A oltre 40 anni di distanza da Le 24 di Le Mans, col mitico Steve McQueen, nei pit stop delle sale cinematografiche sosta un nuovo film sulla Formula Uno, entusiasmante e ben fatto. Dopo aver alternato film buoni a film meno buoni, spaziando tra la fantascienza, la commedia e la leggenda, Ronald Howard torna infatti al Cinema raccontando una storia anch'essa in fondo epica, ma ispirata a una storia vera: la sfida in F1 negli anni '70 tra l'austriaco Niky Lauda e l'inglese James Hunt. Il film ricostruisce quegli anni, evidenziando le vicende private dei due piloti, che poi si riflettono inevitabilmente sulle loro vicende sportive.

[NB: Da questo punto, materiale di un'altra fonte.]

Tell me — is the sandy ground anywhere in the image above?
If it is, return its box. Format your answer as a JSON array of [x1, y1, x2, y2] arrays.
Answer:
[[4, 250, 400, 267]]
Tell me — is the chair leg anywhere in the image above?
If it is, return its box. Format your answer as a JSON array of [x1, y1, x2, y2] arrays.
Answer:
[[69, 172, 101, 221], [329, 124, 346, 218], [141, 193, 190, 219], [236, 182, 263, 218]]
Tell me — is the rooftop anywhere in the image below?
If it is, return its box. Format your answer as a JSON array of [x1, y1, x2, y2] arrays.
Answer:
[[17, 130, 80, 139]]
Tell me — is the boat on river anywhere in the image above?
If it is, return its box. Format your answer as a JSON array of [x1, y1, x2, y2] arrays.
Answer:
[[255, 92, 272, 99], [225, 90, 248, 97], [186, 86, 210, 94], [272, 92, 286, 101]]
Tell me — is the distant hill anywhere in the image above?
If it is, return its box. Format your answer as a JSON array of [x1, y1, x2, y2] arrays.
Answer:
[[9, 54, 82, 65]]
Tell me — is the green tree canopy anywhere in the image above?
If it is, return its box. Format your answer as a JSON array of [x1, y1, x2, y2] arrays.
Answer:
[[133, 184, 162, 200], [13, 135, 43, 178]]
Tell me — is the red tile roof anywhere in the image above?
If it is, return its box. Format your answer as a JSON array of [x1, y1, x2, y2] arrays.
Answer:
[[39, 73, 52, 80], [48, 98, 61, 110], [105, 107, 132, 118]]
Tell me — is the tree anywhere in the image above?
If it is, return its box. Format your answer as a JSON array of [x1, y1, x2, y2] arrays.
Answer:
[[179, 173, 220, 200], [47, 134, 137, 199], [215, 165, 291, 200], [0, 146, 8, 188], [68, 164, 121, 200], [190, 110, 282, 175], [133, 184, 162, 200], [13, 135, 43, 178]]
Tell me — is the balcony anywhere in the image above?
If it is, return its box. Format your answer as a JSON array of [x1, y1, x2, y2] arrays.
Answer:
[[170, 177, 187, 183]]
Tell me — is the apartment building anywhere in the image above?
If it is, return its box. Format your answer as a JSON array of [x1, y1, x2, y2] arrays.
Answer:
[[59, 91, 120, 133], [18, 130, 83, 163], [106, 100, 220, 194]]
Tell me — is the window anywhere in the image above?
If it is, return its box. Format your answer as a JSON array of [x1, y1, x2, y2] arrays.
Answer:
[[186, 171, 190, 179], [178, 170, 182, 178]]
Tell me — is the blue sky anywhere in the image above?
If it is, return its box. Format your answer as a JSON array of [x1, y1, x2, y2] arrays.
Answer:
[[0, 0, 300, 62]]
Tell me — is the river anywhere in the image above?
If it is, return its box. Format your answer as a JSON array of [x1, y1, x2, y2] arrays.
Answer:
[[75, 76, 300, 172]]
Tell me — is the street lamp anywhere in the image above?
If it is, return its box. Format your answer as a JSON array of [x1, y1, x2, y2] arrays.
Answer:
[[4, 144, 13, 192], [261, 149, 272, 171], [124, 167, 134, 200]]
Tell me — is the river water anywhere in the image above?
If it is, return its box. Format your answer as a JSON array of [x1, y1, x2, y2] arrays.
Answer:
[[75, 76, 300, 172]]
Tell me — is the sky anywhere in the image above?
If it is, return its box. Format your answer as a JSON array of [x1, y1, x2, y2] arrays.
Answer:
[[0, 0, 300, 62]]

Lo scontro così assume caratteri epici, tra due personaggi agli antipodi tanto nella vita privata quanto in quella professionale. Le loro vite sono sapientemente ricostruite in modo coinvolgente, al punto da meritare l'attenzione dello spettatore senza momenti di pausa; appassionati di F1, che quella storia l'hanno letta, vista in documentari o vissuta in prima persona; o semplici amanti del buon cinema. Howard infatti mette da parte i tecnicismi e utilizza gli effetti speciali quanto basta per rendere avvincenti le gare. Ma il successo è anche dovuto ai due attori, molto simili ai due piloti: Chris Hemsworth nei panni dell'esuberante Hunt e Daniel Brühl nei panni del cupo Lauda. Il tutto avente come sfondo gli eccentrici anni '70, che resero tale anche questo sport su quattro ruote, nel quale di tanto in tanto perdeva la vita qualcuno.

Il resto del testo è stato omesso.